How it decides
bytefit’s recommendations are deterministic — the same hardware and model always produce the same loadout. Here is the pipeline behind a verdict.
1. Footprint
Section titled “1. Footprint”For a given quant, bytefit computes the bytes a model needs: weights at the quant’s real bytes-per-weight (Q4_K_M is ≈ 4.5 bits, not 4 — the block scales count) plus the KV cache at the planned context length. For Mixture-of-Experts models it tracks two numbers — total params for the resident footprint, and activated params (the experts actually read per token) for the speed prediction.
2. Predicted tok/s — the roofline
Section titled “2. Predicted tok/s — the roofline”Decode is memory-bandwidth-bound, so:
tok/s ≈ (memory_bandwidth × efficiency) ÷ bytes-read-per-tokenReal decode realizes only ~60–80% of the rated-bandwidth ceiling once KV reads, attention, sampling, and kernel-launch overhead are included, so bytefit applies an efficiency factor (≈ 0.7, confirmed within ~3% by measurement on an RTX 5090) rather than quoting an optimistic theoretical number.

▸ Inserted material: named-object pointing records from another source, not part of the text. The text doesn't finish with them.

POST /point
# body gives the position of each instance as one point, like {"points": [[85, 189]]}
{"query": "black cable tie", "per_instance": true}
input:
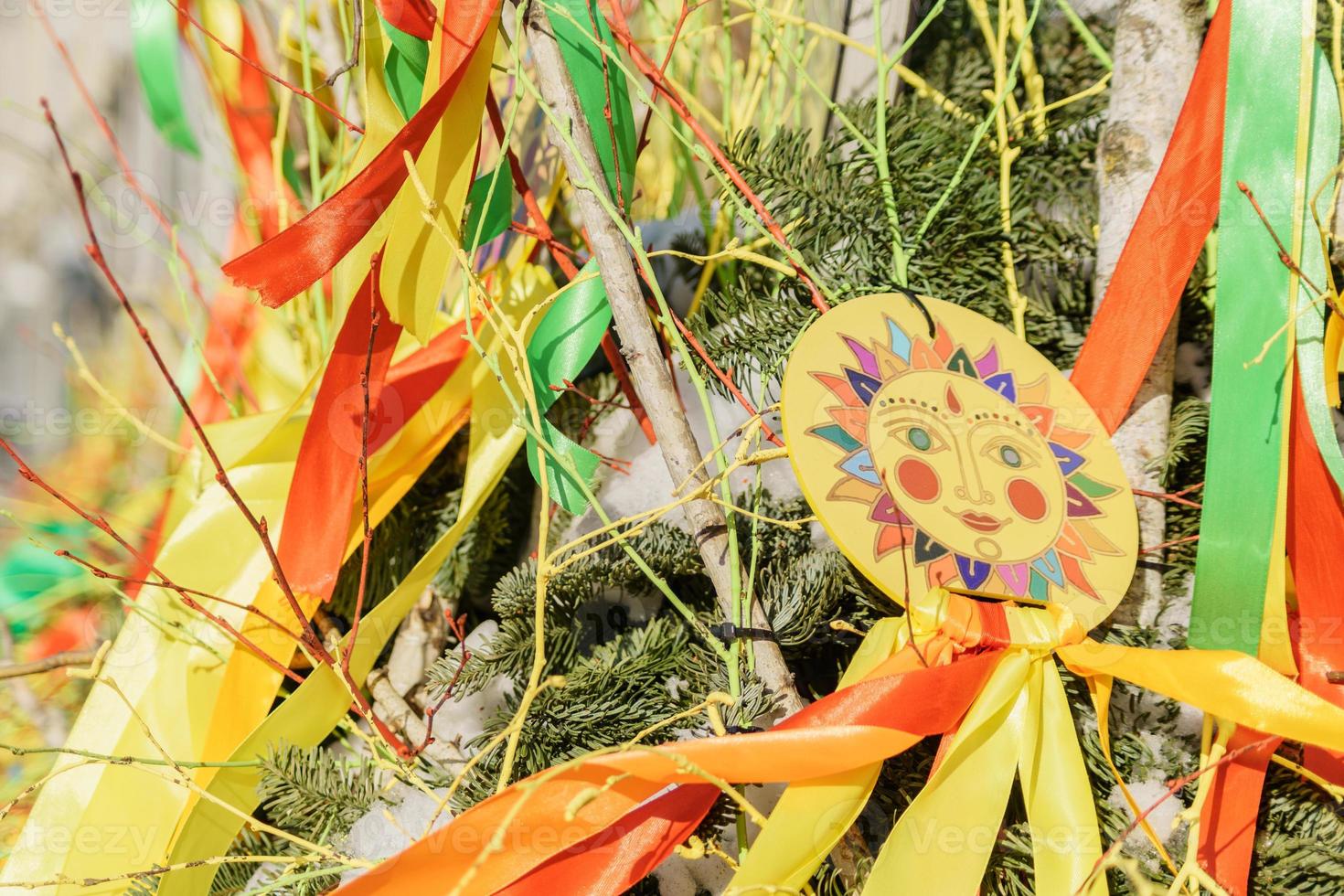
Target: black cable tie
{"points": [[918, 303], [729, 633], [741, 730]]}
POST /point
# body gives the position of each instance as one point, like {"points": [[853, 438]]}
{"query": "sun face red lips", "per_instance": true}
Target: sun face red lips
{"points": [[981, 521]]}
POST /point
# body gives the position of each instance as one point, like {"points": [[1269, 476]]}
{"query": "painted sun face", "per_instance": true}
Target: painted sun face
{"points": [[943, 452], [969, 469]]}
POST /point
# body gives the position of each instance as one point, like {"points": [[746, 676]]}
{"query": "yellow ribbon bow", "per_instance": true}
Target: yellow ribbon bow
{"points": [[1019, 726]]}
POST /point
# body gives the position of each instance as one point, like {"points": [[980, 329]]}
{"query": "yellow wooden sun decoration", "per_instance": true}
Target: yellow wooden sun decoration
{"points": [[969, 448]]}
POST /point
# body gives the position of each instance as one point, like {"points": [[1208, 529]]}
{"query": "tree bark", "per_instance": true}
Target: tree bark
{"points": [[1156, 48], [640, 347]]}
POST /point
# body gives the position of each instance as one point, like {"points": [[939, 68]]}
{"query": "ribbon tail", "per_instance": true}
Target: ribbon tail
{"points": [[300, 255], [1164, 243], [1315, 535], [812, 816], [1064, 837], [1223, 683], [418, 260], [1232, 806], [1100, 688], [849, 729], [612, 861], [943, 841]]}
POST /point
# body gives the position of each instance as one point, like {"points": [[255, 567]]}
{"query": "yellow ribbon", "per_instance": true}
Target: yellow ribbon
{"points": [[1019, 727]]}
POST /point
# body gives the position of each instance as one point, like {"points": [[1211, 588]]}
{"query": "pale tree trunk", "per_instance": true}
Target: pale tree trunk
{"points": [[1155, 51]]}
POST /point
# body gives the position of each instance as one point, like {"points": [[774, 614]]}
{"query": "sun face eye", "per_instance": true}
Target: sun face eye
{"points": [[923, 440], [1011, 455]]}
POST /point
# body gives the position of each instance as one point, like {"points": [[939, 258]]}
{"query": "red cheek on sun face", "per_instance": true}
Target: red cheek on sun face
{"points": [[1027, 498], [918, 480]]}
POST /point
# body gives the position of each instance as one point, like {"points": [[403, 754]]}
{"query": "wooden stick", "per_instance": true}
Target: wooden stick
{"points": [[48, 664], [640, 346]]}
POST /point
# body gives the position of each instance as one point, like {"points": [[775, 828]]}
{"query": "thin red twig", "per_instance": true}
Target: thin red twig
{"points": [[1169, 544], [129, 176], [375, 266], [660, 83], [99, 572], [687, 8], [459, 629], [102, 526], [1171, 792], [542, 229], [1283, 252], [94, 251], [1168, 496], [269, 74]]}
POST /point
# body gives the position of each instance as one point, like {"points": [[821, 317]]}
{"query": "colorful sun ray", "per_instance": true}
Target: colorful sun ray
{"points": [[880, 360]]}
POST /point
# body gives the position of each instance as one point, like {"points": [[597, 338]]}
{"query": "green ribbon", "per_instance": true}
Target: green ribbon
{"points": [[491, 206], [1313, 311], [155, 48], [572, 329], [1250, 400], [406, 63], [572, 23], [30, 570], [560, 347]]}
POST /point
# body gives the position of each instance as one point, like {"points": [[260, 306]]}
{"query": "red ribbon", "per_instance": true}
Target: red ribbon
{"points": [[1315, 535], [413, 16], [920, 701], [613, 860], [300, 255], [1164, 245], [322, 496]]}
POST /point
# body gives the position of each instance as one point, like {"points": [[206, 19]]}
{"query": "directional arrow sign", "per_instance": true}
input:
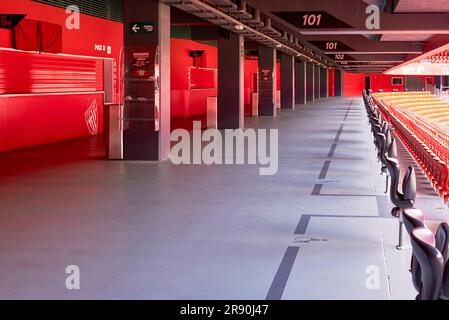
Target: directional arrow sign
{"points": [[142, 27], [10, 20]]}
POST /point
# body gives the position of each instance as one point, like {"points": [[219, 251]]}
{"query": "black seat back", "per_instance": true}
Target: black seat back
{"points": [[409, 184], [413, 219], [430, 261], [393, 149]]}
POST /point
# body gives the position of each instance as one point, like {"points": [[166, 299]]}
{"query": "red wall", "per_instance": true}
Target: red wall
{"points": [[251, 69], [28, 118], [49, 118], [26, 72], [93, 31], [354, 84]]}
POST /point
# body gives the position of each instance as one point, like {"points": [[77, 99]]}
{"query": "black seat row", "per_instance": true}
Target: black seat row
{"points": [[403, 198], [429, 264]]}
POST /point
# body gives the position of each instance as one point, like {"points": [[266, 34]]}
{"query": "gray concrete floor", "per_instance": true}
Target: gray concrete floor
{"points": [[157, 231]]}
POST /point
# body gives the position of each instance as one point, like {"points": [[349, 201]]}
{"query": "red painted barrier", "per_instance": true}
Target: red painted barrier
{"points": [[48, 118]]}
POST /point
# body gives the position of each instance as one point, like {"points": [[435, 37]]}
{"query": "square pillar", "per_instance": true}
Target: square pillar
{"points": [[287, 81], [146, 110], [300, 82], [324, 91], [317, 82], [310, 71], [267, 81], [230, 107], [339, 83]]}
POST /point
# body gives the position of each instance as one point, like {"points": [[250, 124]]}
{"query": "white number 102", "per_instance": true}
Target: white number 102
{"points": [[311, 20]]}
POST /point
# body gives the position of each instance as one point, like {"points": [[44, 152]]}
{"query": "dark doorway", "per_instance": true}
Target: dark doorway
{"points": [[367, 83]]}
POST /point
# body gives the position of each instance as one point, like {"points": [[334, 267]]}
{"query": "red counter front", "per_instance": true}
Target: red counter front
{"points": [[26, 122]]}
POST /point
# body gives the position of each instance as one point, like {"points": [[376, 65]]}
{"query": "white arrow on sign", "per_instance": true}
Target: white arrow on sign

For Mixture-of-Experts models the batch-of-one expert gather is far less bandwidth-efficient than dense streaming (scattered, non-contiguous reads plus a fixed per-token overhead), so bytefit applies a lower, active-byte-dependent MoE efficiency that rises with the active footprint. Without it the roofline badly over-promises: a 36B / 3.6B-active model measured 137 tok/s on a 5090 where the dense formula predicted ~490.
3. Quant selection
Section titled “3. Quant selection”bytefit prefers the crushed big model — accuracy-per-byte favors more parameters at fewer bits,
down to about 4-bit. Below 4-bit, quality falls off a cliff unless the build uses an importance matrix
(IQ-quants) or Unsloth Dynamic mixed precision, so bytefit warns when it has to fall back to a legacy
sub-4-bit quant, and keeps a Q4_K_M floor for reasoning tasks (--use-case reasoning).
4. KV cache
Section titled “4. KV cache”The default is q8_0 — near-lossless and roughly half the size of f16. q4_0 (about a third) is used
only when long context is the explicit goal. bytefit reads grouped-query-attention metadata even when a
GGUF stores it as a per-layer array (Qwen3-MoE/Next, Gemma), and models sliding-window attention
correctly — Gemma-class models cache the full context only on their ~1/6 global layers, capping the rest
at the local window, so a model that genuinely fits 32k is not falsely refused. When a GGUF omits the
attention metadata entirely, bytefit falls back to the worst case and labels the KV estimate an
upper bound, so the model may fit a faster tier than the conservative number suggests.
5. Placement and admission — the core guard
Section titled “5. Placement and admission — the core guard”bytefit places weights on the fastest tier that fits:
- fits VRAM → the fast lane.
- VRAM + RAM → offload (for MoE, experts to CPU via
--n-cpu-moe N); the predicted speed uses RAM bandwidth. - exceeds RAM → the experimental disk tier (MoE only, behind
--experimental).
Before admitting a loadout, bytefit checks predicted footprint against usable memory —
min(free − fixed headroom, total × cap) — so it neither over-refuses on small cards nor over-commits
on large ones. If a config would page involuntarily, bytefit refuses with a structured
{ code, message, hint } and a non-zero exit code, because involuntary paging collapses throughput by
roughly 78×: running a smaller model is always better than thrashing.
The evidence behind every constant here — the efficiency factor, the headroom caps, the paging cliff, the quant floor — is documented in the repository’s research grounding.